Farewell Leicester Square
Betty Miller
Persephone Books ISBN
9781903155035
Betty Miller (Jonathan Miller's mother) wrote this, her fourth novel, in 1935. But her publisher, Victor Gollancz, 'turned the book down .at,' wrote Neal Ascherson in The New York Review of Books. 'It seems most likely that he saw it as terrifyingly provocative, not only an attack on the solid English assimilation of his own family but a tactless outburst against the English at precisely the moment, two years after Hitler's assumption of power, when their tolerance and hospitality were most needed.'
In the novel Alec Berman escapes from his restrictive Jewish family in Brighton, and although he has a successful career as a film-maker (perhaps modelled on that of Alexander Korda) and marries the very English Catherine, he always feels a 'Dago: Jew: Outsider.' 'Yet,' continued Neal Ascherson, 'the rejection is not really the refusal of a snobbish Gentile world fully to accept him. The rejecting force comes from within himself.' 'A thought-provoking insight into anti-semitism between the wars,' wrote the Guardian, 'not the violent prejudice of Mosley's fascists, but the discreet discrimination of the bourgeoisie.' A fascinating book, much recommended. GDA
Sashenka
Simon Montefiore
Bantam Press ISBN 9780593056370
June 2008
Winter, 1916: In St Petersburg, Russia on the brink of revolution. Outside the Smolny Institute for Noble Young Ladies, an English governess is waiting for her young charge to be released from school. But so are the Tsar’s secret police…
Beautiful and headstrong, Sashenka Zeitlin is just sixteen. As her mother parties with Rasputin and her dissolute friends, Sashenka slips into the frozen night to play her part in a dangerous game of conspiracy and seduction.

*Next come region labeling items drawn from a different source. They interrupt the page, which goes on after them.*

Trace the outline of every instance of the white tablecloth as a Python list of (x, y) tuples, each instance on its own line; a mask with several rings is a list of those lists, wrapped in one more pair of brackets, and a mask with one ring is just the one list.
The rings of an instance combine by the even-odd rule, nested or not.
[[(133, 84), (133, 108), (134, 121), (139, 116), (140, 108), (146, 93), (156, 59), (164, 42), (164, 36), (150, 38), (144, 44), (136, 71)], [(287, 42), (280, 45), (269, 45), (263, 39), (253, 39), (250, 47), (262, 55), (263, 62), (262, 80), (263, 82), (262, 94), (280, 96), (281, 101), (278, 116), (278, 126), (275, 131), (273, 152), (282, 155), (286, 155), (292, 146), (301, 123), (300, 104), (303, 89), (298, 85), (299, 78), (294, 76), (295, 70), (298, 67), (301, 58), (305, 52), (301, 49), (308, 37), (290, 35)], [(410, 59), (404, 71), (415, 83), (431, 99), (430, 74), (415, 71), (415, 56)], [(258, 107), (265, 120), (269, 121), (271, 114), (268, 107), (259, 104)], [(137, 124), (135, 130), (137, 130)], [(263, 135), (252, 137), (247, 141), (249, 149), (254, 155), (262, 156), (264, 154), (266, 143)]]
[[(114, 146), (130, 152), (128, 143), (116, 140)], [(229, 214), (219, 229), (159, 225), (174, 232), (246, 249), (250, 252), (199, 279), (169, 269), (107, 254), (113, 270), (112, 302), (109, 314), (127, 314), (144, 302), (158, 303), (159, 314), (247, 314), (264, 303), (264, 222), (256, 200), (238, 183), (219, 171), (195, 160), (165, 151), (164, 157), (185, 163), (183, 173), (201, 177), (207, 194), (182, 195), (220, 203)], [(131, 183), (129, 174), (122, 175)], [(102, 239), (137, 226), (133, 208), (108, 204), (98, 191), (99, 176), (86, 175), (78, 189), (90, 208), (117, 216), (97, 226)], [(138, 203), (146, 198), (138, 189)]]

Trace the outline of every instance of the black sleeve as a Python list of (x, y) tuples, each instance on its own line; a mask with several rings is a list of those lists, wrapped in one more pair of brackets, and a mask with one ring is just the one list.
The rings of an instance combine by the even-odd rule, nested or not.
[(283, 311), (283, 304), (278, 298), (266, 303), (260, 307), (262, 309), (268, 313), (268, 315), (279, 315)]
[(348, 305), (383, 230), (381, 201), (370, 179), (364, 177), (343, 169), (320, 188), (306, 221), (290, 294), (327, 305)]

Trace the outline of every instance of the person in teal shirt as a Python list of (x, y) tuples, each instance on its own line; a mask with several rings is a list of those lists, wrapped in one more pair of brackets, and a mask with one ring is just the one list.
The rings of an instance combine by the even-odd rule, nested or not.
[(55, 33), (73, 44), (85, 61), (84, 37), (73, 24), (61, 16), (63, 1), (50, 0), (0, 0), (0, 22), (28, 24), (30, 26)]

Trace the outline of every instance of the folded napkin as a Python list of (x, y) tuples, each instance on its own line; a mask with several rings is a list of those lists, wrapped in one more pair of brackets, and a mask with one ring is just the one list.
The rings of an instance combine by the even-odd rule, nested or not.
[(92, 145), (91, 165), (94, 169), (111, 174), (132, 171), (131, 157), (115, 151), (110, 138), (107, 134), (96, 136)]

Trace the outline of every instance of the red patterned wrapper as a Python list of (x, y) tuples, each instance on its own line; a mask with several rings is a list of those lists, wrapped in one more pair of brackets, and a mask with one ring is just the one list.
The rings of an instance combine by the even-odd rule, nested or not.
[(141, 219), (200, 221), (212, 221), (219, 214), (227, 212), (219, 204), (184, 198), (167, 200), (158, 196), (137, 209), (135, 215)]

Twenty years on, Sashenka has a powerful husband with whom she has two children. Around her people are disappearing, but her own family is safe. But she's about to embark on a forbidden love affair which will have devastating consequences.
Sashenka's story lies hidden for half a century, until a young historian goes deep into Stalin's private archives and uncovers a heart-breaking tale of passion and betrayal, savage cruelty and unexpected heroism - and one woman forced to make an unbearable choice.
Simon Montefiore is a historian, novelist and television presenter. His book, Catherine the Great and Potemkin was shortlisted for the Samuel Johnson, Duff Cooper, and Marsh Biography Prizes. Stalin: The Court of the Red Tsar won the History Book of the Year prize at the 2004 British Book Awards, and Young Stalin was chosen as Biography of the Year in the 2008 Costa Book Awards. He lives in London with his wife, the novelist, Santa Montefiore, and their two children.